3 The Cauchy Criterion
3.1 General Principles
In the previous chapter, we established the definition of series convergence: \sum a_n converges if its partial sums s_n = \sum_{k=1}^{n} a_k converge to a limit. This reduction from infinite sums to sequence limits proved immediately fruitful. For geometric series and telescoping series, we computed s_n explicitly and determined convergence by evaluating \lim_{n \to \infty} s_n.
But consider the series \sum_{n=1}^{\infty} \frac{1}{n^2}, \quad \sum_{n=1}^{\infty} \frac{1}{n!}, \quad \sum_{n=1}^{\infty} \frac{\sin(n)}{n^2}.

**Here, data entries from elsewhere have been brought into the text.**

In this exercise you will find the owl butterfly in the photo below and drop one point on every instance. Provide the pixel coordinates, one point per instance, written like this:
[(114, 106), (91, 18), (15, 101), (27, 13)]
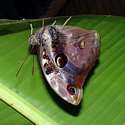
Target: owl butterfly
[(66, 55)]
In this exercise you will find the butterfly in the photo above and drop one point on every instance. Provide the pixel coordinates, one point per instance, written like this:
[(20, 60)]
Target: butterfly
[(66, 54)]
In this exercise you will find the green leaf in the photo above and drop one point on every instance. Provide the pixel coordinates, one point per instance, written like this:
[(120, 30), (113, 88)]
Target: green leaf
[(30, 95)]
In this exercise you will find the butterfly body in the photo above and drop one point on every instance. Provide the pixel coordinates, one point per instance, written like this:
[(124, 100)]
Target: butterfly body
[(66, 54)]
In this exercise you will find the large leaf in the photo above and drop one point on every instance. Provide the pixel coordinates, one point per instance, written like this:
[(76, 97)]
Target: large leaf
[(31, 96)]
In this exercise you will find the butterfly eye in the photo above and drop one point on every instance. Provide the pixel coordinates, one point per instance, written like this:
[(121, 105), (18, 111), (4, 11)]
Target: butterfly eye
[(61, 60), (71, 89), (53, 32)]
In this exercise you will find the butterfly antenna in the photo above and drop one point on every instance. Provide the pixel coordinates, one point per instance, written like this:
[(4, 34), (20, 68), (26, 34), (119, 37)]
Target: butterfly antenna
[(33, 67), (31, 28), (67, 21), (19, 69), (53, 23)]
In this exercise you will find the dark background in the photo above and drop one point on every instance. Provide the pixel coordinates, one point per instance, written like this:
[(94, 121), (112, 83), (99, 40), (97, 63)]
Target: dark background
[(18, 9)]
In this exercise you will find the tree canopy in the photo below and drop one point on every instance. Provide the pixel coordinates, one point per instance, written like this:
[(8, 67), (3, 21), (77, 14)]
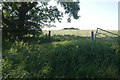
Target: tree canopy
[(22, 18)]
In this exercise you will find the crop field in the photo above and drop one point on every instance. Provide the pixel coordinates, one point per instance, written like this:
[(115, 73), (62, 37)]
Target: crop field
[(65, 55), (85, 33)]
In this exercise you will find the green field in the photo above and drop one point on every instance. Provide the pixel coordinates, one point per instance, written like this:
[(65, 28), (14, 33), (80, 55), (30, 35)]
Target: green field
[(86, 33), (62, 56)]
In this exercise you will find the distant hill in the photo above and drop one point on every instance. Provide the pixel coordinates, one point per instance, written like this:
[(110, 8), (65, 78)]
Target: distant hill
[(71, 28)]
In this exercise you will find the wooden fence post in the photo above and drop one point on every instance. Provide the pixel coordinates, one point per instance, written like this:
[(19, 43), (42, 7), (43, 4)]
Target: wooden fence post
[(92, 35), (49, 34)]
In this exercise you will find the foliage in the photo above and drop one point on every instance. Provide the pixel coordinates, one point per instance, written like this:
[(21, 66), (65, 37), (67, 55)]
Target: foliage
[(23, 18), (69, 58)]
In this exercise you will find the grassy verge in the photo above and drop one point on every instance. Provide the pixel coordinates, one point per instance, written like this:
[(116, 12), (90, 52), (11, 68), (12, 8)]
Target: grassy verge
[(68, 57)]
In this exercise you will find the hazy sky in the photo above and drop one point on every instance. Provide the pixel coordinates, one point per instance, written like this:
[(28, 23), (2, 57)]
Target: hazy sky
[(94, 13)]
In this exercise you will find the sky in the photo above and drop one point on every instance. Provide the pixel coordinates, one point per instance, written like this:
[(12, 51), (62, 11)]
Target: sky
[(94, 14)]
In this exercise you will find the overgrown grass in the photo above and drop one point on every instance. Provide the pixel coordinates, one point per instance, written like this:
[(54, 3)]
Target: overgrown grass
[(65, 56)]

For these, no simple closed form for s_n exists. The partial sums grow in complicated ways, and computing their limits directly is impossible. Yet we wish to determine whether these series converge. How can we analyze convergence when we cannot compute partial sums?
This chapter establishes two foundational tools. First, we prove that series behave well under algebraic operations and that convergence depends only on tail behavior—the behavior far out in the sequence. Second, we develop the Cauchy criterion, a method for testing convergence without requiring knowledge of the limit. This criterion will prove to be the theoretical foundation for all the convergence tests we develop in subsequent chapters.
3.2 Linearity of Series
Since series reduce to sequences, and sequences obey limit laws, series inherit algebraic structure automatically. The proof amounts to observing that partial sums respect addition and scalar multiplication.

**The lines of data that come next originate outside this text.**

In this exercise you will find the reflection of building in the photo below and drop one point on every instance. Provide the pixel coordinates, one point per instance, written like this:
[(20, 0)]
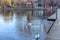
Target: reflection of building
[(8, 16)]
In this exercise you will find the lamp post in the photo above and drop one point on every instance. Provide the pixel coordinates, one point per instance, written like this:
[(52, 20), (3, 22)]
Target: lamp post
[(37, 36)]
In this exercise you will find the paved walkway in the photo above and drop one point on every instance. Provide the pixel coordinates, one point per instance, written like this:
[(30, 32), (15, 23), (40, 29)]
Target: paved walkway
[(55, 31)]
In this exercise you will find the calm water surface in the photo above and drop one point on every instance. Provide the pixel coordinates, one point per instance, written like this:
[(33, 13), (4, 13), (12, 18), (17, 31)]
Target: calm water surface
[(17, 26)]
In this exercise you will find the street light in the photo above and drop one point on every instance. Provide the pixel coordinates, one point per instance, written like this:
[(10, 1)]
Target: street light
[(37, 36)]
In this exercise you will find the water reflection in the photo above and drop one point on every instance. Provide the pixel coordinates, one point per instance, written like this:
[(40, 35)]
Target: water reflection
[(21, 25)]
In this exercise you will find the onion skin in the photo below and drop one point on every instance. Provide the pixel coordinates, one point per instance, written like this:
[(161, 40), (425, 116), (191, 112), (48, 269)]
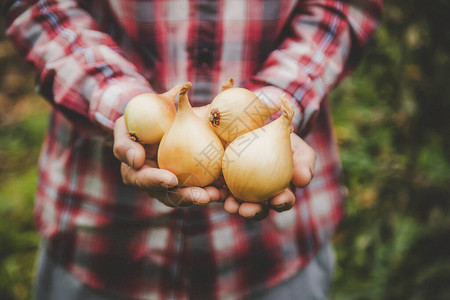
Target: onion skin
[(258, 165), (235, 111), (148, 116), (190, 149)]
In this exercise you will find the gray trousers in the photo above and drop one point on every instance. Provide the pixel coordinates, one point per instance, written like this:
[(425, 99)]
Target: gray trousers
[(313, 282)]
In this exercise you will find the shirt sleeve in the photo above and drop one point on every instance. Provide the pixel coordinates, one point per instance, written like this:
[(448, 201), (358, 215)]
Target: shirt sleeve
[(324, 42), (80, 69)]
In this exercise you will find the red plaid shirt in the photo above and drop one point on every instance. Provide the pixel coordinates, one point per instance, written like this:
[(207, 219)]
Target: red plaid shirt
[(91, 57)]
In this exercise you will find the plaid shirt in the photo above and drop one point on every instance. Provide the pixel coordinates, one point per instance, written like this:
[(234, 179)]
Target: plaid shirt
[(91, 57)]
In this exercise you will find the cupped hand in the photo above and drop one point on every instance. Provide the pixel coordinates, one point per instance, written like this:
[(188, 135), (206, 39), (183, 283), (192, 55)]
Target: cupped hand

Theorem 3.1 (Linearity of Series) If \sum a_n = A and \sum b_n = B, then \sum (a_n + b_n) = A + B and \sum ca_n = cA for any c \in \mathbb{R}.
Let s_n = \sum_{k=1}^{n} a_k and t_n = \sum_{k=1}^{n} b_k. By hypothesis, s_n \to A and t_n \to B.

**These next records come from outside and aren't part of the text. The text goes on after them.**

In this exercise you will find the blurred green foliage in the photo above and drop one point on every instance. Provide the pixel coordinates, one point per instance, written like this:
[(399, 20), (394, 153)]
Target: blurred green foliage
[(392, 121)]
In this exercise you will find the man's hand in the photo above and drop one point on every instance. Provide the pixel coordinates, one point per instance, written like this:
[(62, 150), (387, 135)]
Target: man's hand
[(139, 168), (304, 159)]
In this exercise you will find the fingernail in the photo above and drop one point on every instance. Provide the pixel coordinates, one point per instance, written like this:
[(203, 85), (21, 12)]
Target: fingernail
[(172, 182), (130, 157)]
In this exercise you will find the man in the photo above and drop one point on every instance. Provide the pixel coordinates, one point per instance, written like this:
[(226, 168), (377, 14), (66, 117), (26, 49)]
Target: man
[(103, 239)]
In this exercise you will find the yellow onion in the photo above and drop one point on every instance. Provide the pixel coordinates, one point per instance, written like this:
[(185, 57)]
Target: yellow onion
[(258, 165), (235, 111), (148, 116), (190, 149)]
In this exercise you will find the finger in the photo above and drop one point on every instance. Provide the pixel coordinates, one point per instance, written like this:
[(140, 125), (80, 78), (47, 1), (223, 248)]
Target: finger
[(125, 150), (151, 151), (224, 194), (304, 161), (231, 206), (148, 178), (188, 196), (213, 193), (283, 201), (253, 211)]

For the sum, observe that the nth partial sum of \sum (a_n + b_n) is \sum_{k=1}^{n} (a_k + b_k) = \sum_{k=1}^{n} a_k + \sum_{k=1}^{n} b_k = s_n + t_n.
By the sum rule for sequence limits, \lim_{n \to \infty} (s_n + t_n) = A + B.
For scalar multiplication, the nth partial sum of \sum ca_n is \sum_{k=1}^{n} ca_k = c\sum_{k=1}^{n} a_k = cs_n.
By the constant multiple rule for sequence limits, \lim_{n \to \infty} cs_n = cA. \square
These properties mirror the linearity of the limit operator itself. Addition and scalar multiplication commute with taking limits—the limit of a sum is the sum of limits, and the limit of a constant multiple is the constant multiple of the limit. Series inherit this structure because they are defined through limits.
Linearity allows us to decompose complicated series into simpler pieces, analyze each separately, and combine results. Consider \sum_{n=1}^{\infty} \left(\frac{1}{2^n} + \frac{1}{3^n}\right). Both pieces are geometric with |r| < 1, giving \sum_{n=1}^{\infty} \frac{1}{2^n} = 1 and \sum_{n=1}^{\infty} \frac{1}{3^n} = \frac{1}{2}. By linearity, the combined series equals 1 + \frac{1}{2} = \frac{3}{2}.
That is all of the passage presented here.